Fresh noodles are subjected to rapid spoilage, mainly due to the microorganism, which adversely affect their shelf life. In this study, we developed a new specific strategy by targeting microbial species to extend the shelf life of fresh noodles. We found that at 4 °C, 15 °C, 25 °C and 37 °C, the shelf life of fresh noodles were 5, 1, <1 and < 1 days based on total viable count (TVC) and molds, respectively. The microflora in fresh noodles evolved from Acinetobacter and Pseudomonas (4 °C) to Pantoea, Bacillus, Staphylococcus, and Lactobacillus (15 °C), then to Bacillus, Pantoea, Staphylococcus and Lactobacillus (25 °C), and finally to Bacillus, Staphylococcus, Lactobacillus and Pantoea (37 °C) at genus level proved by high-throughput sequencing. Total forty-five microbial species at different temperatures were isolated and identified, fourteen of which were picked out to screen food preservatives. E. faecalis was the hardest bacteria for protamine to be inhibited in the fresh noodles. The combination of 0.1% glycerol monooctanoate (GMC) +0.1% protamine extended the shelf life of fresh noodles from 1d to 3d at 25 °C and from 7d to 28d at 4 °C. P. agglomerans and E. faecalis, E. faecium and E. durans were responsible for deterioration of the fresh noodles at 4 °C and at 25 °C, respectively.

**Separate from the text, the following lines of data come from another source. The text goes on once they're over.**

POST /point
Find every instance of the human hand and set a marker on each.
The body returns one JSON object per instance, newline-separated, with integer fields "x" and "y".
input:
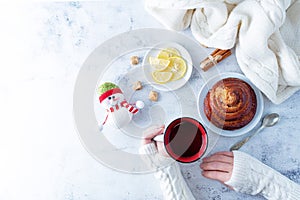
{"x": 218, "y": 166}
{"x": 150, "y": 133}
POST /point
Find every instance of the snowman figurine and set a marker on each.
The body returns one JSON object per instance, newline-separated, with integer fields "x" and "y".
{"x": 118, "y": 111}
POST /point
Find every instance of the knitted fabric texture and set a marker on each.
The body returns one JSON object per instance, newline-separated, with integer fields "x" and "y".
{"x": 250, "y": 176}
{"x": 265, "y": 33}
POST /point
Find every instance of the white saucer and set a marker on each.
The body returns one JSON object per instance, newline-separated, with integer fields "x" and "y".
{"x": 173, "y": 85}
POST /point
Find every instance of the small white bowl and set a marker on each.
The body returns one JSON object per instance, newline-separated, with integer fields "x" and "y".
{"x": 173, "y": 85}
{"x": 229, "y": 133}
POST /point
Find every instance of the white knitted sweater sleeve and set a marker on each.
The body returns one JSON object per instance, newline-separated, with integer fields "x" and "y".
{"x": 168, "y": 173}
{"x": 253, "y": 177}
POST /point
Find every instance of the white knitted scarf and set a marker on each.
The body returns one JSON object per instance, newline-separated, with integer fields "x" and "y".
{"x": 266, "y": 34}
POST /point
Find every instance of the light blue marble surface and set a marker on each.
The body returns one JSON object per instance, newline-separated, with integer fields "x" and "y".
{"x": 43, "y": 46}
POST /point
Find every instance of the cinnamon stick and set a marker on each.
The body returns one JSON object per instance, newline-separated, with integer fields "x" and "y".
{"x": 215, "y": 57}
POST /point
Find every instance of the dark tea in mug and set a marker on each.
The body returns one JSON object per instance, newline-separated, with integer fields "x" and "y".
{"x": 185, "y": 139}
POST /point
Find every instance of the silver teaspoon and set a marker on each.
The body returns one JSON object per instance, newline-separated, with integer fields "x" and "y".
{"x": 268, "y": 121}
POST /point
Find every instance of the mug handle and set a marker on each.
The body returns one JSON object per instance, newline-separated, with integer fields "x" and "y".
{"x": 159, "y": 138}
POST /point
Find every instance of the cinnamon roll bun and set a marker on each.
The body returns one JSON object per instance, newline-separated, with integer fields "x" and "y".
{"x": 230, "y": 104}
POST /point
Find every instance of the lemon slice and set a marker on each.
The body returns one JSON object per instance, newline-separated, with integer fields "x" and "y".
{"x": 162, "y": 77}
{"x": 159, "y": 64}
{"x": 178, "y": 67}
{"x": 167, "y": 53}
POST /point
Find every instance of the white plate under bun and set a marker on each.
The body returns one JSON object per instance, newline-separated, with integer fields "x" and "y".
{"x": 173, "y": 85}
{"x": 230, "y": 133}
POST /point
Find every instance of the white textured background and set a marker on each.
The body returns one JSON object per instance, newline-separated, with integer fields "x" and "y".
{"x": 42, "y": 46}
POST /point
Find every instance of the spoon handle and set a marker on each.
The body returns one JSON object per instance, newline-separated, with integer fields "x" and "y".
{"x": 239, "y": 144}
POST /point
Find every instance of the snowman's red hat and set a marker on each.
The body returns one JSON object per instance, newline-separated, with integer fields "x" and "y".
{"x": 109, "y": 93}
{"x": 107, "y": 89}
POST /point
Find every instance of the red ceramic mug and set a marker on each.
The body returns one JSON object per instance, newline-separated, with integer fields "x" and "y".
{"x": 185, "y": 139}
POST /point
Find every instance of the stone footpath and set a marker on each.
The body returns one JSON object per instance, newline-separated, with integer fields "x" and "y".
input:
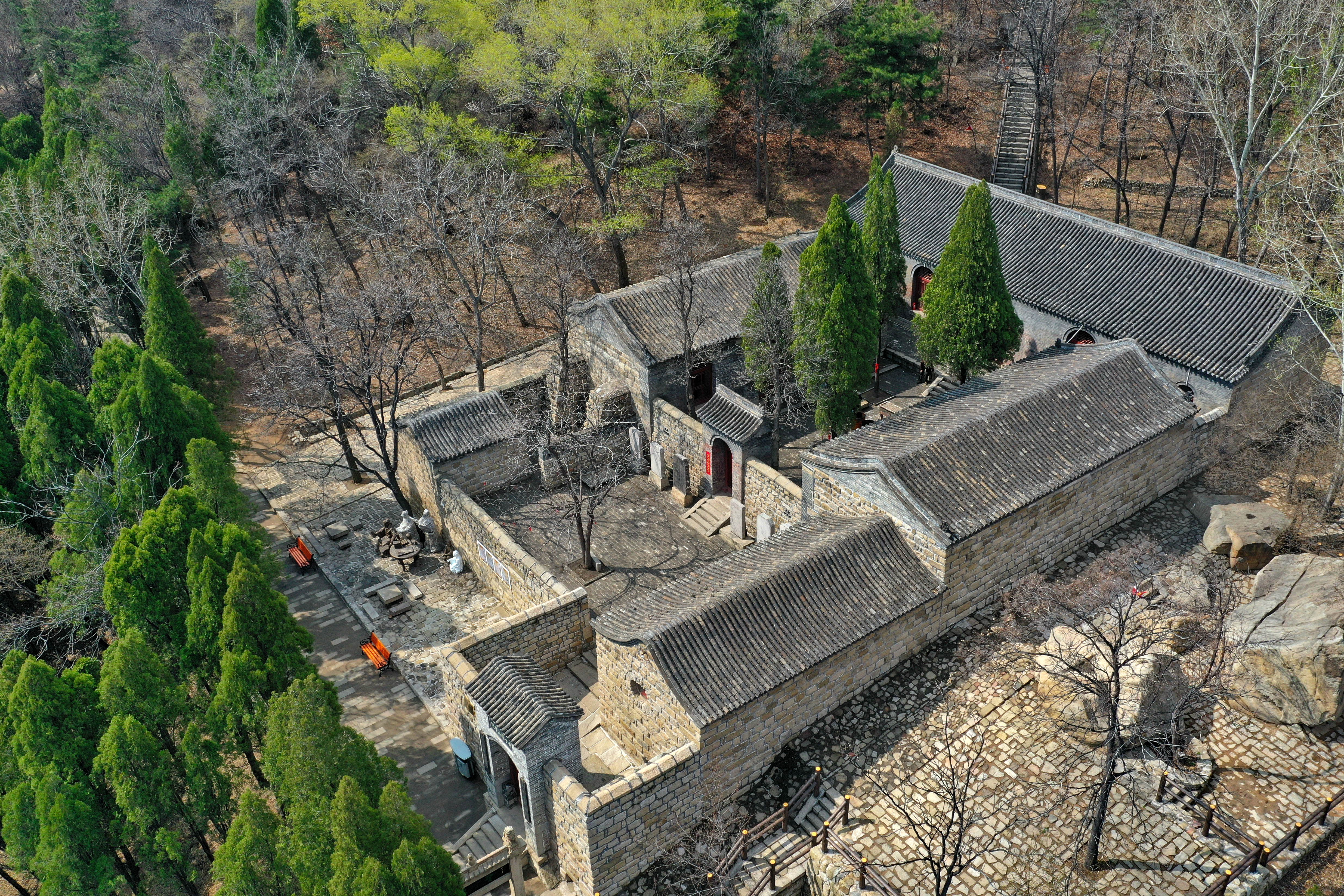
{"x": 384, "y": 709}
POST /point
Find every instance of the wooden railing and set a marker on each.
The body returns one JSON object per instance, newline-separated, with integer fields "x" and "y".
{"x": 1257, "y": 855}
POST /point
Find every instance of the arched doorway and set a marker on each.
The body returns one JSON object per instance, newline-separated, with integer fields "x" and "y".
{"x": 721, "y": 467}
{"x": 919, "y": 284}
{"x": 1079, "y": 336}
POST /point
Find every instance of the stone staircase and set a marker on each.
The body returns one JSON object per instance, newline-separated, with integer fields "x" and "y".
{"x": 709, "y": 515}
{"x": 788, "y": 848}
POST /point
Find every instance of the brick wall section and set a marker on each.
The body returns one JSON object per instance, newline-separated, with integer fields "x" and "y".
{"x": 1052, "y": 529}
{"x": 607, "y": 838}
{"x": 772, "y": 492}
{"x": 644, "y": 726}
{"x": 553, "y": 633}
{"x": 679, "y": 433}
{"x": 491, "y": 468}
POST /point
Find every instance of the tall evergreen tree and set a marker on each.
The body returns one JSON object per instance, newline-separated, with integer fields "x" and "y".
{"x": 969, "y": 320}
{"x": 146, "y": 579}
{"x": 882, "y": 242}
{"x": 835, "y": 320}
{"x": 249, "y": 862}
{"x": 172, "y": 332}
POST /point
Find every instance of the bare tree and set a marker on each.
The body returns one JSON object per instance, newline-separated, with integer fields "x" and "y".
{"x": 1266, "y": 73}
{"x": 685, "y": 248}
{"x": 768, "y": 350}
{"x": 1123, "y": 666}
{"x": 945, "y": 809}
{"x": 1304, "y": 237}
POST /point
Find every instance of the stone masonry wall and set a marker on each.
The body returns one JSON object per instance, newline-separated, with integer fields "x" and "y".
{"x": 644, "y": 725}
{"x": 741, "y": 745}
{"x": 679, "y": 433}
{"x": 772, "y": 492}
{"x": 607, "y": 838}
{"x": 553, "y": 633}
{"x": 491, "y": 468}
{"x": 1050, "y": 529}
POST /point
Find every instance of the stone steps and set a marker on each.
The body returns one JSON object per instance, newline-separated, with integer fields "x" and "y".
{"x": 709, "y": 516}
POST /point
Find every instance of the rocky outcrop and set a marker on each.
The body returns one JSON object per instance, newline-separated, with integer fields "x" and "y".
{"x": 1245, "y": 533}
{"x": 1289, "y": 644}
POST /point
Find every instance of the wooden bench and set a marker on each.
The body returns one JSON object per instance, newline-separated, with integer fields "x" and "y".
{"x": 377, "y": 653}
{"x": 302, "y": 554}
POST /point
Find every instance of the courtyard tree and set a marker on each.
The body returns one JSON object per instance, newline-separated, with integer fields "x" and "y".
{"x": 768, "y": 350}
{"x": 882, "y": 242}
{"x": 969, "y": 322}
{"x": 835, "y": 322}
{"x": 1121, "y": 664}
{"x": 608, "y": 75}
{"x": 1266, "y": 75}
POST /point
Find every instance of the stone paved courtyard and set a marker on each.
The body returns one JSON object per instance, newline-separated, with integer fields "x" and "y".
{"x": 638, "y": 534}
{"x": 1265, "y": 777}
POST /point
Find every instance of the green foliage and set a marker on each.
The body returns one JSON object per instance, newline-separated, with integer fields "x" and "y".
{"x": 21, "y": 136}
{"x": 210, "y": 475}
{"x": 882, "y": 242}
{"x": 835, "y": 320}
{"x": 146, "y": 581}
{"x": 249, "y": 862}
{"x": 971, "y": 324}
{"x": 883, "y": 49}
{"x": 172, "y": 332}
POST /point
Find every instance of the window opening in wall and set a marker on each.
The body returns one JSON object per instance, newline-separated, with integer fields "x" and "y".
{"x": 1079, "y": 336}
{"x": 920, "y": 283}
{"x": 702, "y": 383}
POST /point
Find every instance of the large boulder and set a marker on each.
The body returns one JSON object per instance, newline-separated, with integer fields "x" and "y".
{"x": 1289, "y": 644}
{"x": 1246, "y": 534}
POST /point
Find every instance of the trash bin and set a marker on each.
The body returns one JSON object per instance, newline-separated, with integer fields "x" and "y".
{"x": 463, "y": 754}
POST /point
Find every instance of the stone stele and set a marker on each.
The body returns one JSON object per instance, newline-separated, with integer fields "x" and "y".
{"x": 1246, "y": 534}
{"x": 1289, "y": 644}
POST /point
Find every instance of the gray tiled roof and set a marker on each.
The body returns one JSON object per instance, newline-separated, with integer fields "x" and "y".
{"x": 742, "y": 625}
{"x": 724, "y": 285}
{"x": 979, "y": 452}
{"x": 730, "y": 414}
{"x": 1182, "y": 304}
{"x": 519, "y": 698}
{"x": 463, "y": 426}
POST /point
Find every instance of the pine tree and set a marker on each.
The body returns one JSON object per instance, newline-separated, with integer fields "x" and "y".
{"x": 146, "y": 578}
{"x": 212, "y": 476}
{"x": 835, "y": 320}
{"x": 969, "y": 320}
{"x": 882, "y": 242}
{"x": 172, "y": 332}
{"x": 249, "y": 863}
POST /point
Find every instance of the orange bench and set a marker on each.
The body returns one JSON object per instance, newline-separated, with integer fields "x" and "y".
{"x": 302, "y": 554}
{"x": 377, "y": 653}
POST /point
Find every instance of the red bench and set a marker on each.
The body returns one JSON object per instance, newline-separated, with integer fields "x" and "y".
{"x": 302, "y": 554}
{"x": 377, "y": 652}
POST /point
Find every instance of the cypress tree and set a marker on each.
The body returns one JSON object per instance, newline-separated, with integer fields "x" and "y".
{"x": 213, "y": 479}
{"x": 835, "y": 320}
{"x": 146, "y": 578}
{"x": 969, "y": 324}
{"x": 172, "y": 332}
{"x": 249, "y": 862}
{"x": 882, "y": 242}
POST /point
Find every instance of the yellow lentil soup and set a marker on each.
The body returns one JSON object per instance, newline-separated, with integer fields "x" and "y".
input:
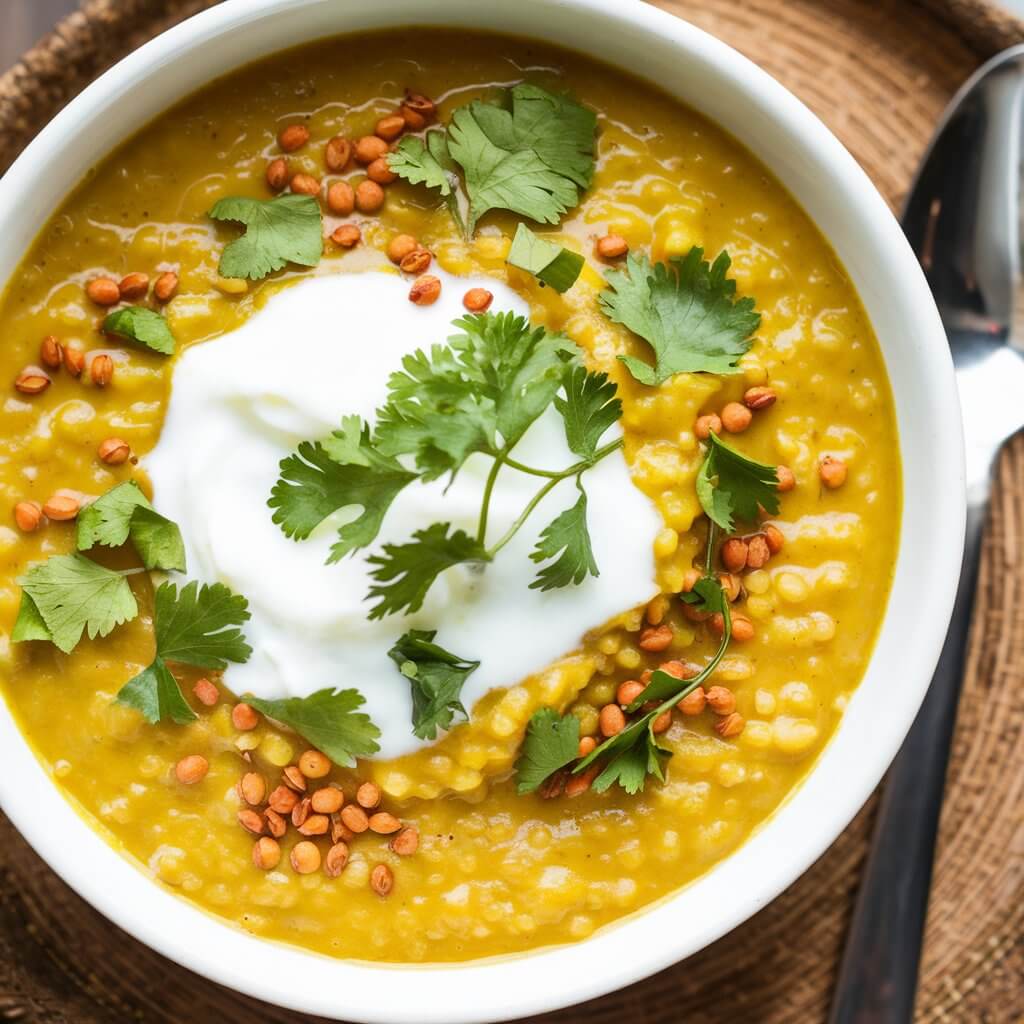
{"x": 435, "y": 855}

Additionally, MIC test showed the chitosan lactate had anti-bacteria abilities towards both E. faecalis and P. agglomerans. The results showed that the combination of chitosan lactates + protamine + GMC increased the shelf life of the fresh noodles from 1d to 4d at 25 °C due to the synergistic inhibition of P. agglomerans and E. faecalis. It was the first time aiming at specific target strains to develop new preservatives. With this new approach, the storage accuracy and efficiency of fresh noodles can be improved.